I started my project, I want to immediately use the best practices.
Realized that one of
utf8_unicode_ci . I lean towards
But I came across information that this is a little outdated and it is worth using
Advise which encoding to choose for the database.
Free translation of the question What's the difference between utf8_general_ci and utf8_unicode_ci .
Both of these encodings (
utf8_unicode_ci ) work with UTF-8 characters, the difference is in string sorting and comparison.
Note: since MySQL 5.5.3,
utf8. They are both UTF-8 encodings, but the older
uft8has MySQL-specific UTF-8 character limits above 0xFFFD.
Comparison by individual parameters.
utf8mb4_unicode_cibased on the Unicode standard for collation and comparison of strings, which sorts strings more accurately across a wide range of languages / alphabets.
utf8mb4_general_cidoes not implement all Unicode collation rules, which is
often leads to undesirable results in some situations for
certain languages / symbols.
utf8mb4_general_cifaster in comparison and collation because it contains a large number of optimizations.

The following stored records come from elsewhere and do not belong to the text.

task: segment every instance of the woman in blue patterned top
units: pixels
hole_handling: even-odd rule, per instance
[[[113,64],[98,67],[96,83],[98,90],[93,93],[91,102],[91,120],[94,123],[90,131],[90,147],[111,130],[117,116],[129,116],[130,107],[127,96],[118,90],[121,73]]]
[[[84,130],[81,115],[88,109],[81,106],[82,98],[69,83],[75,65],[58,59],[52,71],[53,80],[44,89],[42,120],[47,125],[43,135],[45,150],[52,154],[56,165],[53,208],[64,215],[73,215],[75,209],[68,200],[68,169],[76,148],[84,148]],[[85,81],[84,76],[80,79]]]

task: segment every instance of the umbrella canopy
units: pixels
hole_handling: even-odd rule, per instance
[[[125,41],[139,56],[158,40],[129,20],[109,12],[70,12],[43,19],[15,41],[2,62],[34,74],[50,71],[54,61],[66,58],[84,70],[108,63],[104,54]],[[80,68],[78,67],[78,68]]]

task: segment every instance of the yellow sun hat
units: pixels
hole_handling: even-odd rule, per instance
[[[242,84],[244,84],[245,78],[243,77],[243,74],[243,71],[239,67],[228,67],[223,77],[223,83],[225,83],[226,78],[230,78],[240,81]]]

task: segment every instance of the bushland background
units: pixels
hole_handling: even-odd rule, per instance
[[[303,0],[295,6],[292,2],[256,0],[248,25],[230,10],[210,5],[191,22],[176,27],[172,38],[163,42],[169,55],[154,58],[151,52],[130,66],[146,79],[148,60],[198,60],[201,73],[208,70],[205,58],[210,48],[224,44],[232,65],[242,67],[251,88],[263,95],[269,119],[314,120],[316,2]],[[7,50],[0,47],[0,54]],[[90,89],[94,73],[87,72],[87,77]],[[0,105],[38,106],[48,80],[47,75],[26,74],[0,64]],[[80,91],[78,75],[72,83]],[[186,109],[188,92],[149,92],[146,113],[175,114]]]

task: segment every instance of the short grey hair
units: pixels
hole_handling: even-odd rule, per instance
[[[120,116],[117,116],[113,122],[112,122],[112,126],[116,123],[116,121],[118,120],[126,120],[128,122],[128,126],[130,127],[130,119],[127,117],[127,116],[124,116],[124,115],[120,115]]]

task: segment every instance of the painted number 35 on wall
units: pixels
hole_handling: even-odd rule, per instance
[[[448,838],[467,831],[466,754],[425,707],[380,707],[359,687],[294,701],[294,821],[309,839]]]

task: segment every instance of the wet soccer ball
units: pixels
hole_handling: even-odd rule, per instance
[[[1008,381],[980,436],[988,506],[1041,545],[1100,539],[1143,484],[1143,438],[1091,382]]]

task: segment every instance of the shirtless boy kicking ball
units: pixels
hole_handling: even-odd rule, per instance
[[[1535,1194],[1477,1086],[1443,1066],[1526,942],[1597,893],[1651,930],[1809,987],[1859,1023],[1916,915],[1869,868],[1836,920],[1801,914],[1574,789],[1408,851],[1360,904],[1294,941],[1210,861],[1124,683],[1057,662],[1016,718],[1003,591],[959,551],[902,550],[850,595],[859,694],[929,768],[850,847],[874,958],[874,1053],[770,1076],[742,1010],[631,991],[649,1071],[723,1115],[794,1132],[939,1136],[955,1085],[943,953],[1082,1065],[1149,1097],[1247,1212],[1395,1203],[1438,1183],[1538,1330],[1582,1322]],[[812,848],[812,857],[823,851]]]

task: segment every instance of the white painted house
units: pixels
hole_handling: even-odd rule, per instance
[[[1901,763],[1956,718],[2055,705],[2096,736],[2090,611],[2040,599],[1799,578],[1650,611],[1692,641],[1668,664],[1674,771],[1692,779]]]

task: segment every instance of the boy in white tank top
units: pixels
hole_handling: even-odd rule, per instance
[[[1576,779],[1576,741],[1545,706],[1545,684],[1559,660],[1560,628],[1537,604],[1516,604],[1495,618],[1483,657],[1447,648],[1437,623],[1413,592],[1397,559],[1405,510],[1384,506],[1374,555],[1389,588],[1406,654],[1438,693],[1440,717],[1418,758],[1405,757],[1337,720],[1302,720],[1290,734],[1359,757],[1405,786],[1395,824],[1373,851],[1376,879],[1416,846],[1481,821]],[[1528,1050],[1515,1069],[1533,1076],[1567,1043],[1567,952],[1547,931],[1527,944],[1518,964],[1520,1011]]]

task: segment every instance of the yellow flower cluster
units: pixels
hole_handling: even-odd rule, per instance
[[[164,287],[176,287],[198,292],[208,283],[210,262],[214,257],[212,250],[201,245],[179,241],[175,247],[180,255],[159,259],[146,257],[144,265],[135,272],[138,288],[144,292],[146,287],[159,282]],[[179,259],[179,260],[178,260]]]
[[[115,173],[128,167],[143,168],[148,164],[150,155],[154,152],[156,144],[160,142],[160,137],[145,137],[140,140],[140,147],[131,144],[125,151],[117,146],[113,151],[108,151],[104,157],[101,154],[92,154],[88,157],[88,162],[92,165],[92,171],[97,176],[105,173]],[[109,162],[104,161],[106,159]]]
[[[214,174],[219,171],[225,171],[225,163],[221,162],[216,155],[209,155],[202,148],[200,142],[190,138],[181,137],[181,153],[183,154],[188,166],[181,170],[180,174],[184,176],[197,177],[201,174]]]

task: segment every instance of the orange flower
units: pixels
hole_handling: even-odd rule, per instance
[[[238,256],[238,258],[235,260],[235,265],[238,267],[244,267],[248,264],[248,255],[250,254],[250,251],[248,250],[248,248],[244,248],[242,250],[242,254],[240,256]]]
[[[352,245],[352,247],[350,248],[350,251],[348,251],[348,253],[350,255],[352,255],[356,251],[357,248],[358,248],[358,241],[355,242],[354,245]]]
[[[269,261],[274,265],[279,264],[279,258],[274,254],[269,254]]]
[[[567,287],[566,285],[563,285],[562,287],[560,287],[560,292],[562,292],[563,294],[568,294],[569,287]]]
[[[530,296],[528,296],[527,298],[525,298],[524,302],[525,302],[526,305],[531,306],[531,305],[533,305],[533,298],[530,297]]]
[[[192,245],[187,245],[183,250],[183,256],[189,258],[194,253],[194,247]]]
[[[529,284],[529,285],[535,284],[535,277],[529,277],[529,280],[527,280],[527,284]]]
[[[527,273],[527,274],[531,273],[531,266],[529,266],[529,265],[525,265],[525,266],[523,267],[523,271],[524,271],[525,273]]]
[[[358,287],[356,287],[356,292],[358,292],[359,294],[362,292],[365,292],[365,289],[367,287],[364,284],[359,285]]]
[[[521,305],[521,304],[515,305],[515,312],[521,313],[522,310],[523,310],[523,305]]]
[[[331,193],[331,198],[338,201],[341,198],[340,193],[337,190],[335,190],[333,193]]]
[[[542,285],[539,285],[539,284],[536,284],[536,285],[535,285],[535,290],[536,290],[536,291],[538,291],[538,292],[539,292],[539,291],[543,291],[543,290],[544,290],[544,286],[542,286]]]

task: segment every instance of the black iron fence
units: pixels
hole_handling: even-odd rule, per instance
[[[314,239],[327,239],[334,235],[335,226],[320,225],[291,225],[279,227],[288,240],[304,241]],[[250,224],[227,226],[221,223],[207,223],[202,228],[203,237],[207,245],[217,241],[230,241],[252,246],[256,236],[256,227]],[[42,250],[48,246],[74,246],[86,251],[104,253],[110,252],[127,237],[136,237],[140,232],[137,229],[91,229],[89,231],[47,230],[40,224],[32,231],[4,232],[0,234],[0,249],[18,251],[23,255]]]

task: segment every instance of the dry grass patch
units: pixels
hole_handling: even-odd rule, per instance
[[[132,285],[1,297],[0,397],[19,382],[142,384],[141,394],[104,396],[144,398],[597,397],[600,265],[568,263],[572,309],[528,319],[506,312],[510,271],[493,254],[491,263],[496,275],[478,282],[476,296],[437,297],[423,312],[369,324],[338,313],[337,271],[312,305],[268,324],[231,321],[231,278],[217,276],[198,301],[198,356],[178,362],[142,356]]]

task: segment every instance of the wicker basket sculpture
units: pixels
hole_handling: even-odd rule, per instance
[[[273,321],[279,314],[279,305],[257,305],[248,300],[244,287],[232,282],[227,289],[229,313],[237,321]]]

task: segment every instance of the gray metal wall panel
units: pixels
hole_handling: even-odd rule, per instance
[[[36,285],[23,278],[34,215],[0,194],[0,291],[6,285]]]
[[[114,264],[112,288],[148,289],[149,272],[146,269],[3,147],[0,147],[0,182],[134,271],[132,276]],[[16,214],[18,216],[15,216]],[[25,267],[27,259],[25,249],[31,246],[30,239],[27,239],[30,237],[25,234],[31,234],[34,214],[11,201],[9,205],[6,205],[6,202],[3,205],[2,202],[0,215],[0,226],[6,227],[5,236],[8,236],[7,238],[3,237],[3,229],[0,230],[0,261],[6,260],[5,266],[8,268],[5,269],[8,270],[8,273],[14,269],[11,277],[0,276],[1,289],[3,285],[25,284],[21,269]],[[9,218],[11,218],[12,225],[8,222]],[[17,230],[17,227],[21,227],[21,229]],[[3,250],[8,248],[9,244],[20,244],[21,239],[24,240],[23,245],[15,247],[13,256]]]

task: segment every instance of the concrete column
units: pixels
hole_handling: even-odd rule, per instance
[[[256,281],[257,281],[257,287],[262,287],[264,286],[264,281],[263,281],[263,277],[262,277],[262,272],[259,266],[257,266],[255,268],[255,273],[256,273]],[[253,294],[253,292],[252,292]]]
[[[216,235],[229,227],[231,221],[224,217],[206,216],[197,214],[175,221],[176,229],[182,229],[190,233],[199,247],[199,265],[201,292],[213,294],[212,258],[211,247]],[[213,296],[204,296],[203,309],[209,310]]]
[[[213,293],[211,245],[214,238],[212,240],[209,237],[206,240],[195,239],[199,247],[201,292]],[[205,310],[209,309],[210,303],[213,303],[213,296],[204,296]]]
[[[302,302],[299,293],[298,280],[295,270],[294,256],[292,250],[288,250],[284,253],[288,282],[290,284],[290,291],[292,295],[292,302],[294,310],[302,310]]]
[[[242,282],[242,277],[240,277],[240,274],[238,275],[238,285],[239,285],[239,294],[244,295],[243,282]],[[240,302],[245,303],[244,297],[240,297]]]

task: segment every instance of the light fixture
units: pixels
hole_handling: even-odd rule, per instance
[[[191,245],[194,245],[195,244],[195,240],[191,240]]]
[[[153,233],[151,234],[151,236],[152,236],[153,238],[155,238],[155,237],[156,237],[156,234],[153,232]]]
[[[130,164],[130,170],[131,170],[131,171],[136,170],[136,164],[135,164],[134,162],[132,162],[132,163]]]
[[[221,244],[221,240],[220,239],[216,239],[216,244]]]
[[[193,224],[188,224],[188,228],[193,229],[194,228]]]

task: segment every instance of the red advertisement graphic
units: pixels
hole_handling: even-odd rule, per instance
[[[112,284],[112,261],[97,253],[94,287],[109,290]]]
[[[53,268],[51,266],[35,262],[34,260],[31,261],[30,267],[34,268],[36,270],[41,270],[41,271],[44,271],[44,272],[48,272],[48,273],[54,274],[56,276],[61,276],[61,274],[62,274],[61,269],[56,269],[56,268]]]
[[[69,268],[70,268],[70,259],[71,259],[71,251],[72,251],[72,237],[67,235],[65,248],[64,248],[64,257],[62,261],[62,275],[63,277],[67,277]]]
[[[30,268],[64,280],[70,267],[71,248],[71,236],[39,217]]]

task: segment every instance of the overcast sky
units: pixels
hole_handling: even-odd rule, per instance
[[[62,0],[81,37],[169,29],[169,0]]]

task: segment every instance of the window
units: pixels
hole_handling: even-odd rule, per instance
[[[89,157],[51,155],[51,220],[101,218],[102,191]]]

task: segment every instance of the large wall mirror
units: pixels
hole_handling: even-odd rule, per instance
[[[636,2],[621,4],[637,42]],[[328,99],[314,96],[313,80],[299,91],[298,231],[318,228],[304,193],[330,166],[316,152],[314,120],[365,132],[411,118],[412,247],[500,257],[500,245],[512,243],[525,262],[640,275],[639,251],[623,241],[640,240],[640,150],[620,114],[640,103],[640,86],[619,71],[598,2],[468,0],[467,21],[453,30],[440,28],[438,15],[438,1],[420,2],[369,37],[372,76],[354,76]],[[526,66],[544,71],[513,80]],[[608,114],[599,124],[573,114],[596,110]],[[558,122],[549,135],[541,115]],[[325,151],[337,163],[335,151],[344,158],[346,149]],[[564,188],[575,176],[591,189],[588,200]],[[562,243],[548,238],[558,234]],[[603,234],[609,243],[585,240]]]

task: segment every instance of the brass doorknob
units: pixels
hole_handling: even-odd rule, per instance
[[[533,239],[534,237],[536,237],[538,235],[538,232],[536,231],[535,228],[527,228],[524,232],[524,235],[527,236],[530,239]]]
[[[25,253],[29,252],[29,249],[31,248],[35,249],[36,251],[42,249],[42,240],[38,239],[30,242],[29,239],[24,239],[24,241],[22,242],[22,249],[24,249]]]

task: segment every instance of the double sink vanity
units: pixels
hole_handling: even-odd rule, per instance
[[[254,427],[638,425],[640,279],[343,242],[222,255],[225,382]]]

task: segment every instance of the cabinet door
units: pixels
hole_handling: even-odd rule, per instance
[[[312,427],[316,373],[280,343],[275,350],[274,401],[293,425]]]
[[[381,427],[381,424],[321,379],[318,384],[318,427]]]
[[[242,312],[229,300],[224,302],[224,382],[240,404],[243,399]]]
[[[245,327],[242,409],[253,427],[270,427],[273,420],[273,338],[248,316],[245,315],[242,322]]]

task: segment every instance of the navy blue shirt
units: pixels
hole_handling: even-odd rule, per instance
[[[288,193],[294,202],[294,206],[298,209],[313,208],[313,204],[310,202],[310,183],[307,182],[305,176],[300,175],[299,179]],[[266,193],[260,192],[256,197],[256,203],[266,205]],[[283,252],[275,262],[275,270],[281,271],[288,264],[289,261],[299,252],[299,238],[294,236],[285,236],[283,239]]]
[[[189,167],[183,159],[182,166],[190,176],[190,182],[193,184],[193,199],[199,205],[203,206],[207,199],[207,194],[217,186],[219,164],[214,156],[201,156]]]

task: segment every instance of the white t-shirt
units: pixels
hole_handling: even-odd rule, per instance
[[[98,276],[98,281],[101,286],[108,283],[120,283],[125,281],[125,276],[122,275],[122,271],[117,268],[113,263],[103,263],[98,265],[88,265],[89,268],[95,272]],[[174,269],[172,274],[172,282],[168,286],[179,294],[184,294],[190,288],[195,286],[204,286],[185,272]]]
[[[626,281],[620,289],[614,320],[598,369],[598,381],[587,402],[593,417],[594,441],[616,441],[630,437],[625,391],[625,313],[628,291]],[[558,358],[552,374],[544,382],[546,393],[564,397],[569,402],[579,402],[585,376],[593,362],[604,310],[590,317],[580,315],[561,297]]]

On modern servers, this increase in speed will always be, but not significantly. The optimizations were conceived at a time when server capacities were significantly less than today.
utf8mb4_unicode_ci, which uses Unicode rules for collation and comparison, honestly uses more sophisticated algorithms for accurate collation for a wide range of languages and using special characters. These rules take into account language-specific conventions, not always sorting according to "alphabetical" order.
In principle, for a group of so-called. For "European" languages, there is not much difference between the strict Unicode collation and the simplified
utf8mb4_general_ci , but a few differences:
For example, Unicode sorts "ß" like "ss" and "Œ" like "OE" just like humans do, while
utf8mb4_general_ci sorts them as separate characters (presumably like "s" and "e" respectively).
Some Unicode characters are defined to be insignificant, which means that they should not affect the sort order and comparison should proceed to the next character. And
utf8mb4_unicode_ci handles these characters correctly.
For a group of non-European languages such as Asian languages or languages with different alphabets, there is much more difference between Unicode collation and simplified collation in
utf8mb4_general_ci . How well
utf8mb4_general_ci will depend on the specific language. For some languages, the difference may be grossly insufficient.
What should you use?
There is practically no point in preferring
utf8mb4_general_ci for performance reasons, because on modern processors the difference will not act as a bottleneck.
There may be some difference in performance in some overly specialized situations and if this is your case you should be aware of this.
Previously, some experts recommended using
utf8mb4_general_ci except in cases where precise sorting is necessary and this is more important than performance degradation. Today, there is more emphasis on accurate support for internationalization than on minor performance drawdowns.
And I will also add that even if your application must support only English, there may be a situation when the application will enter the names of people and frequently entered names must contain characters that are found in other languages, so it is so important to use the correct sorting rules … Using Unicode wherever possible will help you develop better applications.